E.W. Scripps Co., which owns several cable channels and newspapers including the Rocky Mountain News in Denver, expects newspaper advertising to grow between 5 percent and 7 percent in the second half of the year.
Online advertising, while still relatively small compared to total revenues, was a bright spot for several publishers. Knight Ridder Inc. reported a 54 percent rise in online revenues in the year to date through May, and Journal Register Co., publisher of the New Haven Register, said it expects online revenue to grow about 45 percent to $9 million this year.
On the whole, many investors remain lukewarm on newspaper stocks given their challenges in losing audience to the Internet, dealing with declines in circulation as well as circulation misstatements at a few papers, and the consolidation of several major advertisers in the retail and telecommunications industries.
William Bird, a publishing analyst with Smith Barney, wrote in a note to investors Monday that while the newspaper industry’s “out-of-favor status intrigues us … unfortunately we believe it is warranted.”
Bird said possible catalysts for the industry could include a pickup in acquisition activity, stabilization of circulation trends and stemming the migration online — though he said none of those factors seem likely in the near term.
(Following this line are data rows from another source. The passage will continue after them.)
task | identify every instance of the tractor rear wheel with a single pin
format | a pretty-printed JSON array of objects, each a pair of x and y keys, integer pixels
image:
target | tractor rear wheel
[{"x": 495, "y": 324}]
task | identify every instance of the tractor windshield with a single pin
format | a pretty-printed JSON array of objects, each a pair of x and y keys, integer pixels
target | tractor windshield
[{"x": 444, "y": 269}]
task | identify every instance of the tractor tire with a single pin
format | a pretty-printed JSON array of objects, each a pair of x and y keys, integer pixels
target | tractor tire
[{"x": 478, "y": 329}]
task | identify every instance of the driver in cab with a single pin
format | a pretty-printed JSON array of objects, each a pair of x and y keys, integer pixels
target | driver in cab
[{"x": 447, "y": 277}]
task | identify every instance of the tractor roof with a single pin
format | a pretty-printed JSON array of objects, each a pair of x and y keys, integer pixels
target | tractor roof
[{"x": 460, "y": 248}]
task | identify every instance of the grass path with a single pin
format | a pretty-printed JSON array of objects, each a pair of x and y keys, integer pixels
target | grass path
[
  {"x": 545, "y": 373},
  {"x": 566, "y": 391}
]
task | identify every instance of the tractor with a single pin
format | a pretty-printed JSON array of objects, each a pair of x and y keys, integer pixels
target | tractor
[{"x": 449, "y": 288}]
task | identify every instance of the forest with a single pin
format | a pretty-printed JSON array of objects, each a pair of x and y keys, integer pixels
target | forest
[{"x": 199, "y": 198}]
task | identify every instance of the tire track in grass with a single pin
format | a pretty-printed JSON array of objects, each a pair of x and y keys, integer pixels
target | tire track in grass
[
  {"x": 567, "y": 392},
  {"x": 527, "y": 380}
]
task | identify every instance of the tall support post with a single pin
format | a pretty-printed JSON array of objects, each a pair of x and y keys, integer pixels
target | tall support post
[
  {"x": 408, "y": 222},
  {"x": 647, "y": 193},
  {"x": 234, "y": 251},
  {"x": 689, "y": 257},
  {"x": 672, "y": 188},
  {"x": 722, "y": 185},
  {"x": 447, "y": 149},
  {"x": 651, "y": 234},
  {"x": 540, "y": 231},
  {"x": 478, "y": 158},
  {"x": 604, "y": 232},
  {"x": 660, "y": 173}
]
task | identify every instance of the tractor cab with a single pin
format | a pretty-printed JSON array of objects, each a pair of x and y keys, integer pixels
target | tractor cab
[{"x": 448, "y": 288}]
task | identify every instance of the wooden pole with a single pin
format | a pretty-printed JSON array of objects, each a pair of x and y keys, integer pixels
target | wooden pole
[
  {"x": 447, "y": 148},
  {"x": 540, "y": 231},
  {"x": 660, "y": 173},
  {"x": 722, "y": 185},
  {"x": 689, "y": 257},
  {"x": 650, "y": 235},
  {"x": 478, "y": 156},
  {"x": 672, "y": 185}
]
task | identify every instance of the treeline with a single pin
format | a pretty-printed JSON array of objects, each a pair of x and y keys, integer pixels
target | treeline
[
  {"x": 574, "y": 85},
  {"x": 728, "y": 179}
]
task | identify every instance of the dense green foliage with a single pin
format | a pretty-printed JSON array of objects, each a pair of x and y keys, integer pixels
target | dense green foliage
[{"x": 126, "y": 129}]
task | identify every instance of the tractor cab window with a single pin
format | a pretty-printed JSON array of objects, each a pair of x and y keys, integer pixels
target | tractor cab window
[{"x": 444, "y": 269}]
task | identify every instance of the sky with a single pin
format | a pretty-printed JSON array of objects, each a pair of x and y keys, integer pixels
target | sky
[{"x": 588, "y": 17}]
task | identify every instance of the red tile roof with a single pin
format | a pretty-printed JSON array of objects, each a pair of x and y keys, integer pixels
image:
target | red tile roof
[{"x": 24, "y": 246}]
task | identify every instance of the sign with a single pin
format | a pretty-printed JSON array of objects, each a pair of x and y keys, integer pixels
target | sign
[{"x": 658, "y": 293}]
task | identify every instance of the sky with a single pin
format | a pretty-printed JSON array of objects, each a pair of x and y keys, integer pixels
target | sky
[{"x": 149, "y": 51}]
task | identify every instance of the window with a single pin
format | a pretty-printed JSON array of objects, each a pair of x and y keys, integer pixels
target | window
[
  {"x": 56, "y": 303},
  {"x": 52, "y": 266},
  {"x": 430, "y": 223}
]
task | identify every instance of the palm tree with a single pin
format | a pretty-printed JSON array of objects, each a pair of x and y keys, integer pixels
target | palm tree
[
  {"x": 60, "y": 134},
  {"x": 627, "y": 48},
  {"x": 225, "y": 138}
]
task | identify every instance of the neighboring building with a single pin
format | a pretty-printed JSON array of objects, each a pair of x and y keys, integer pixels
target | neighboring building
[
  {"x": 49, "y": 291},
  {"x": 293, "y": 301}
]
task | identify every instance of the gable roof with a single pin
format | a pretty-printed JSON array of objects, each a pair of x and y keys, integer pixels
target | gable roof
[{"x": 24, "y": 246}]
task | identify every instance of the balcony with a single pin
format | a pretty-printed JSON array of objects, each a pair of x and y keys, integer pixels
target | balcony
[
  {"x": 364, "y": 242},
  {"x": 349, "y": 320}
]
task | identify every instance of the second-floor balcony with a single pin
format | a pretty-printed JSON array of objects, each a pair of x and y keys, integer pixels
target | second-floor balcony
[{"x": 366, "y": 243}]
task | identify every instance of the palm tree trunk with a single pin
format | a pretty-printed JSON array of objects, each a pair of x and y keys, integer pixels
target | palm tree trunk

Janet Robinson, CEO of The New York Times Co., told investors at the conference that challenges facing the industry are “formidable,” but so too were the responses being taken.
Robinson cited new products the Times was introducing such as its new “T” magazine, selling advertising in more targeted zones and also selling ads across the company’s properties. The Times also publishes The Boston Globe, the International Herald Tribune, a group of regional newspapers and several major Web sites.
Tony Ridder, the CEO of Knight Ridder, said that national advertising, which was strong in January and February, “fell off” in March and has not yet rebounded. He was optimistic that it would rebound in the second half. Overall year-to-date advertising was up 3 percent at Knight Ridder.
Media General Inc., a Richmond, Va.-based company that publishes The Tampa Tribune and other newspapers, said strong growth in employment advertising led to a 9.1 percent rise in the year to date in classified advertising, though that momentum has been slowed by lower auto ads.